17. If there is some doubt whether the assessed is actually utilising the vehicles for its own use, then an issue may arise whether the assessed is entitled to a higher rate of depreciation. In the present case, we do not find an), such doubt having been raised at any stage of the proceedings by the assessing officer or by the Commissioner (Appeals) or even by the Tribunal.

18. If the argument for the revenue is looked at pragmatically, it would result in an impossible burden on the assessed who would have to keep track of all its vehicles leased out to third parties with a view to ascertain whether those third parties are in fact using those vehicles for hire or not. Consequently, we are of the opinion that the requirement, as laid down in Bansal Credits Ltd. (2003) 259 ITR 69 (Delhi) would be satisfied if there is material to show that the assessed in fact used those vehicles in its business of hiring or leasing them out to third parties. If there is material to come to this conclusion, then the assessed would be entitled to depreciation at 40 per cent. on the leased out vehicles. However, if the assessed, instead of leasing out those vehicles or giving them out on hire to third parties, utilises the vehicles for its own use, then quite clearly the assessed would not be entitled to a higher rate of depreciation.

19. In the present case, as we have already noted, there is no dispute about the fact that the vehicles which are the subject-matter of the lease agreements were in fact given by the assessed to third parties. To this extent the requirement of law has been met. There is no additional requirement on the assessed to show that the third parties had used those vehicles for hire.

20. Under these circumstances, we do not think that the contention of the revenue should be accepted.

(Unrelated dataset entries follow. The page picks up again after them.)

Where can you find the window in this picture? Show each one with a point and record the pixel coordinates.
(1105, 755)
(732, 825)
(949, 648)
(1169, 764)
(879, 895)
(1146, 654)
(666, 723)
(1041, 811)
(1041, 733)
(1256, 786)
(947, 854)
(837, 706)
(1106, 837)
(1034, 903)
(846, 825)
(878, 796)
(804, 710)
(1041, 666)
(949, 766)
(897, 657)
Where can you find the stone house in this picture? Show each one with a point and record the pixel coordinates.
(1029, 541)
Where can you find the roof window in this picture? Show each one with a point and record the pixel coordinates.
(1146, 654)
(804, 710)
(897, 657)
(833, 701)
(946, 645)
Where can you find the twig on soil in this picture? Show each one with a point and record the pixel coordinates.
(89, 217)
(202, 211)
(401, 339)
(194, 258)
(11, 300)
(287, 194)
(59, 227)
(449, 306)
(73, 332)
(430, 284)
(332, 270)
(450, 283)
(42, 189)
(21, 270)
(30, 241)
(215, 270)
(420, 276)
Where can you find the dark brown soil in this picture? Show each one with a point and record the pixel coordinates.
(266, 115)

21. The question of law framed while admitting this appeal on 30-10-2000, is therefore, answered in the affirmative, and in favor of the assessed.

22. We may also note that learned counsel for the revenue tried to make out a distinction between hire and lease of vehicles. This issue is no longer res integra having been considered by this court in Bansal Credits Ltd. (supra) and the following observation made at page 74 of the report :

"In our opinion, on a plain reading of the section and the relevant entry in the Appendix, it is clear that it is the end user of the specified asset which is relevant for determining the percentage of depreciation. The section requires that the asset should be used for the purposes of the assesseds business and the entry in the Appendix refers to the user it should be put to. Apart from the fact that the leasing out of the vehicles is by itself tantamount to hire of vehicles, we are unable to read into any of the aforenoted provisions the requirement that the assets are to be used by the assessed for the purposes of his business or profession. Once it is accepted that the leasing out of the vehicles is one of the modes of doing business by the assessed and in fact the income derived from such leasing is treated as business income of the assessed, it would be clearly contradictory in terms to hold that the vehicles in question were not used wholly for the purpose of the assesseds business, which, as noted above, is one of the requisites stipulated in section 32, apart from the other two conditions indicated above, which all the assesseds indubitably fulfill."

23. In view of the facts of this case, the parties will bear their own costs.